Georgian President Mikheil Saakashvili has pledged to build new and stronger armed forces in the light of the recent military conflict with Russia.
Georgia's military suffered a major defeat in a five-day war with Russia in August last year after attempting to regain its breakaway region of South Ossetia. Georgia reportedly lost up to 3,000 servicemen and police in the conflict although Tbilisi confirmed only about 70 deaths.
"This time we are going to build modern, significantly higher quality, significantly stronger armed forces, and no one should have any illusions about that," Saakashvili told reporters late on Monday after a meeting with Gen. James Cartwright, vice chairman of the U.S. Joint Chiefs of Staff.
Georgia signed in January a strategic partnership treaty with the United States, which has long provided economic and military support for Tbilisi, including training its troops.
Saakashvili said that previous U.S. training programs were limited to training peacekeepers, rather than prepared the Georgian military for full-scale military operations, and expressed hope that Washington would provide stronger support to Tbilisi in developing its military.
"After signing the treaty Georgia and the U.S. have entered a new stage of military and political cooperation," he said.
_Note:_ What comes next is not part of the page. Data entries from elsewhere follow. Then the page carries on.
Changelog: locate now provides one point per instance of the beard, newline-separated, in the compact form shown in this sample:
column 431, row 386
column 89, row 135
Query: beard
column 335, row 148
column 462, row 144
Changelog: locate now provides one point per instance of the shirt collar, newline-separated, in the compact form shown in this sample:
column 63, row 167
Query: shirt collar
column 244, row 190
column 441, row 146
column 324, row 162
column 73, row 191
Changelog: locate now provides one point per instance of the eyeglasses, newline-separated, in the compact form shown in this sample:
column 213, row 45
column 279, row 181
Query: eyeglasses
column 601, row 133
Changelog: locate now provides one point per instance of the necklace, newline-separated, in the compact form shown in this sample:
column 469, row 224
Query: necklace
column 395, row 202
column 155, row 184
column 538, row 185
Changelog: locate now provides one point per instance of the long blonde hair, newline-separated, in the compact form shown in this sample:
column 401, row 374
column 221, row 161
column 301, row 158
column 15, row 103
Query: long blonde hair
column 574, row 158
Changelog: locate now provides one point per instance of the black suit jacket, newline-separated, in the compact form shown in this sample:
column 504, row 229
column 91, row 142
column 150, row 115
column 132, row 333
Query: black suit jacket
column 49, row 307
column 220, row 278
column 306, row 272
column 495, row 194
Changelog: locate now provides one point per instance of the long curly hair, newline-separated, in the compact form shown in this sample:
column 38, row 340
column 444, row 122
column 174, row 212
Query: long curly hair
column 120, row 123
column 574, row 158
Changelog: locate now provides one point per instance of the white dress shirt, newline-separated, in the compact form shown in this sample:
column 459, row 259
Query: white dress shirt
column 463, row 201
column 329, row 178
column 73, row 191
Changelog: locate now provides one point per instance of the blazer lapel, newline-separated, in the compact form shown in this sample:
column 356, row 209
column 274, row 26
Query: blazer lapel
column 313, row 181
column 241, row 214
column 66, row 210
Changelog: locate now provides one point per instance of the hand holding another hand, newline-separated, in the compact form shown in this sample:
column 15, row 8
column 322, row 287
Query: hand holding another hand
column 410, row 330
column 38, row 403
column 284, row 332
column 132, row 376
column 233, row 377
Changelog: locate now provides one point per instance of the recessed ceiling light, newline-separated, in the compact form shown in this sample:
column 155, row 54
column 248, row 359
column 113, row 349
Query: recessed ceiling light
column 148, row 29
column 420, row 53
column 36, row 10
Georgia lost control of Abkhazia and South Ossetia in bloody post-Soviet conflicts in the early 1990s. The two republics, bolstered by Russian peacekeepers, have had de facto independence since then, and have been a bone of contention between Georgia and Russia.
Russia recognized Abkhazia and South Ossetia as independent states on August 26, two weeks after the war with Georgia, triggered by Tbilisi's attack on South Ossetia.